# Ever Wonder What S-line Looks Like Lowered? Thanks KW and your Coilovers.



## [email protected] (Apr 9, 2004)

So here's our second A3 sedan suspension press release of the day. This one is from KW and also includes A3 Sportback and S3. Obviously more pics are included. Here's the link:

http://fourtitude.com/news/aftermarket_tuner_news/kw-releases-suspension-upgrades-audi-s3-a3-sedan/

Here's the text



> Fichtenberg (Germany), January 27th 2014 – The Audi A3 is one of the most popular compact models in Germany. Now we also have KW coilovers available for the new Audi A3 sedan, Audi A3 Sportback and Audi S3. The stainless steel KW coilovers allow a continuous lowering of up to 60 mm. The sporty Audi S3 can be lowered with KW coilover suspensions up to 30 mm. While the KW coilover suspension Variant 1 has a factory-set damping, the Variant 2 kit allows to further adjust the KW dampers in rebound with 16 clicks. Even more setup options are offered by the KW coilover suspension Variant 3. With a few simple steps it can individually be adjusted separately in rebound and compression damping, to further increase the driving dynamics of the A3 and S3.
> 
> KW Coilovers for Audi S3
> 
> ...


----------



## Dan Halen (May 16, 2002)

I don't hate it.


----------



## The DarkSide (Aug 4, 2000)

I'm hoping the stock S3 ride height has acceptable gap. Never been a fan of slammed cars.


----------



## Dan Halen (May 16, 2002)

Yep. I'd rather just not have to even mess with swapping suspension, especially with mag-ride.


----------



## Maitre Absolut (Aug 5, 2009)

I run KW on my current car and wouldn't hesitate to purchase for the S3

Assuming magnetic ride is standard on the S3, it would be a total inefficient use of funds to buy coilovers on top being charged for mag ride :banghead:

i was lucky that it was an option on my A3 in 09 that could be left off


----------



## [email protected] (Apr 9, 2004)

Maybe MSS will do a kit for the car if it's got Mag Ride. It would make sense. There'd be much more volume there than TT.


----------



## Dan Halen (May 16, 2002)

Maitre Absolut said:


> I run KW on my current car and wouldn't hesitate to purchase for the S3
> 
> Assuming magnetic ride is standard on the S3, it would be a total inefficient use of funds to buy coilovers on top being charged for mag ride :banghead:
> 
> i was lucky that it was an option on my A3 in 09 that could be left off


Word on the street is that it will be optional.

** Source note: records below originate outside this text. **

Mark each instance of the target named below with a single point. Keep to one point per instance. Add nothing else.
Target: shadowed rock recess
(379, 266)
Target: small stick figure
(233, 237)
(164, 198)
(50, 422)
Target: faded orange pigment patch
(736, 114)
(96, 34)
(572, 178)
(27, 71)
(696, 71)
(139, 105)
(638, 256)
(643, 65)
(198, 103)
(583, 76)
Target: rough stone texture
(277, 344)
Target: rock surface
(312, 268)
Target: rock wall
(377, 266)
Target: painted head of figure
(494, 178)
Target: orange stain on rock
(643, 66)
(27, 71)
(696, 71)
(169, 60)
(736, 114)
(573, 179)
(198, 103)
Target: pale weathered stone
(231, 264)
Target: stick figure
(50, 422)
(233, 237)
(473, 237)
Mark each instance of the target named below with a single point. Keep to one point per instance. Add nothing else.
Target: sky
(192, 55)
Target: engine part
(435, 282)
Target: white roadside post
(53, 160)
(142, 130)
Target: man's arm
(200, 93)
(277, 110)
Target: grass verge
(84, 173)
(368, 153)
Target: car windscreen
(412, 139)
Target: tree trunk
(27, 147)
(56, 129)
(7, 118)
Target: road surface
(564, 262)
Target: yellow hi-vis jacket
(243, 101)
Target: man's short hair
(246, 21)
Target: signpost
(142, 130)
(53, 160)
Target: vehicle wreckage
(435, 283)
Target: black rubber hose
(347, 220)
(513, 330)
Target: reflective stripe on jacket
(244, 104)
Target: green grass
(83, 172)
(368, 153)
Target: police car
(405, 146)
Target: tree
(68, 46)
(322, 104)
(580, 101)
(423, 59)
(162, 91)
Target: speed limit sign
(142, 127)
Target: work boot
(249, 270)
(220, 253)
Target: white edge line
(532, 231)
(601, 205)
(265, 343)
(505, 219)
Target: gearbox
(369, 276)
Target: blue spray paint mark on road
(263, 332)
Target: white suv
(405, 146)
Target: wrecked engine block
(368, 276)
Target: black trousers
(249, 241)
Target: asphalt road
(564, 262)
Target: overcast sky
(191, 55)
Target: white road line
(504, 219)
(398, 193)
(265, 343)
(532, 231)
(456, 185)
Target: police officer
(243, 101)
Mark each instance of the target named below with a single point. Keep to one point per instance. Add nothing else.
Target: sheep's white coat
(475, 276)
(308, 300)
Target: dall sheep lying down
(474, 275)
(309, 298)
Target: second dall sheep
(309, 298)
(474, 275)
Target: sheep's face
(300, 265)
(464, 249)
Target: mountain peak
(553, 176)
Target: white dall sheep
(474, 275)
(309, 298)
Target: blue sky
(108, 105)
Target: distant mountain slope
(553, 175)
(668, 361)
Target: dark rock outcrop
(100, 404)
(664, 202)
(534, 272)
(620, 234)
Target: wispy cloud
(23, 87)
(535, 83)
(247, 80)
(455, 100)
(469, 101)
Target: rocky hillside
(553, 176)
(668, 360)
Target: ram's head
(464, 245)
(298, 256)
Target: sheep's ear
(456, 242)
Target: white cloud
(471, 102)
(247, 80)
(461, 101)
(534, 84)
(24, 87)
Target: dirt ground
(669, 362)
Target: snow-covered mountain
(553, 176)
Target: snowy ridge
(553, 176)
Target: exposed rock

You'll be forced to take 19" wheels packaged with it, but it'll be a stand-alone upcharge otherwise.


----------



## Waterfan (Aug 9, 2012)

Sexy


----------



## v6er (Dec 18, 2000)

And loving the color


----------



## jsausley (Dec 2, 2011)

Anyone good with Photoshop? Would love to see RSe52s or RSe12s on this one!


----------



## Dan Halen (May 16, 2002)

v6er said:


> And loving the color


Color? I don't see no stinkin' color.


----------